NPR published an article a couple months ago about the profitability of social networks and how often the best way to pursue profits is to charge users, instead of using ads.
Their sources? Jill Clapp, a 42-year-old Facebooker who says that the ads on Facebook are unappealing to her since they make a lot of assumptions based on her age and gender (see: Botox, NutriSystem). Well, yeah, I would hate to constantly be reminded that I wasn’t young and beautiful anymore, but that isn’t Facebook’s fault. It’s the advertisers. See, Facebook ads are actually pretty genius. You can target by the most specific things, such as obsessed with Starbucks, a hardcore Chicago Bulls fan who is vegetarian, women interested in law and the color red that live near Anchorage. As long as it’s in someone’s profile, they’ll see your ad. Which is obviously like a goldmine for marketers. The problem is that most haven’t figured out how to target very specific audiences.
Denise Paolucci, formerly of Live Journal and Founder of Dreamwidth, says that the big problem with selling ads on social networks is that “people are there to socialize, not shop.”
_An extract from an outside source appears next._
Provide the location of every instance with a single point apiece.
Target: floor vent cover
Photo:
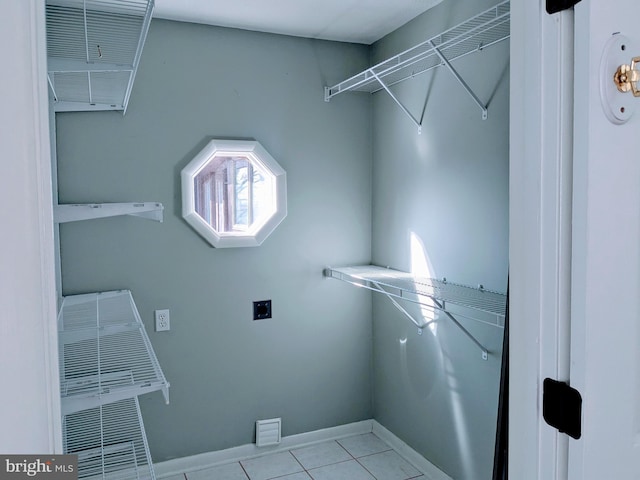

That’s interesting, because, I can’t even count the number of times I’ve clicked on an ad on Facebook for a retailer, ranging from online tee shirt shops to American Apparel ads with the latest additions to their collection. Also, I’ve even asked friends where they got the dress, top or handbag they were wearing in their Facebook picture. While my main goal on Facebook, as it is with pretty much everyone, is to find out what my friends are up to and connect with them, another huge aspect is discovery. Facebook is pretty much the holy grail of word of mouth. Users can see what their friends like, whether it’s new movies, bands, products, stores, restaurants. Discovering new things—whether it’s that Mom is into bikram yoga now or that your best friend just went to the White Rabbits concert or your old roommate found a Theory dress on sale—is what Facebook is all about, and ads can play into that, if they are done right.
Paolucci also states that advertising on social media sites is “just like if you’re at a cocktail party and mingling with people having a conversation, you’re not going to want to be interrupted by somebody jumping and shouting, ‘Hey! Free widgets!’”
Right, just like I’m not going to want to be hit up for cash while I’m at a cocktail party mingling…
So, what’s the lesser of the two evils? Well, it depends on the history of the social network. With Facebook, there would be no way they would maintain their numbers if they switched to a paid service. So, much to Clapp’s chagrin, Facebook ads will most likely be here to stay. However, to make the social media giant even more profitable, they could offer premium benefits at a cost, like LinkedIn does, such as premium pages for brands that allow easy customization or such as increasing limits for personal pages (such as increasing number of friends allowed, etc.).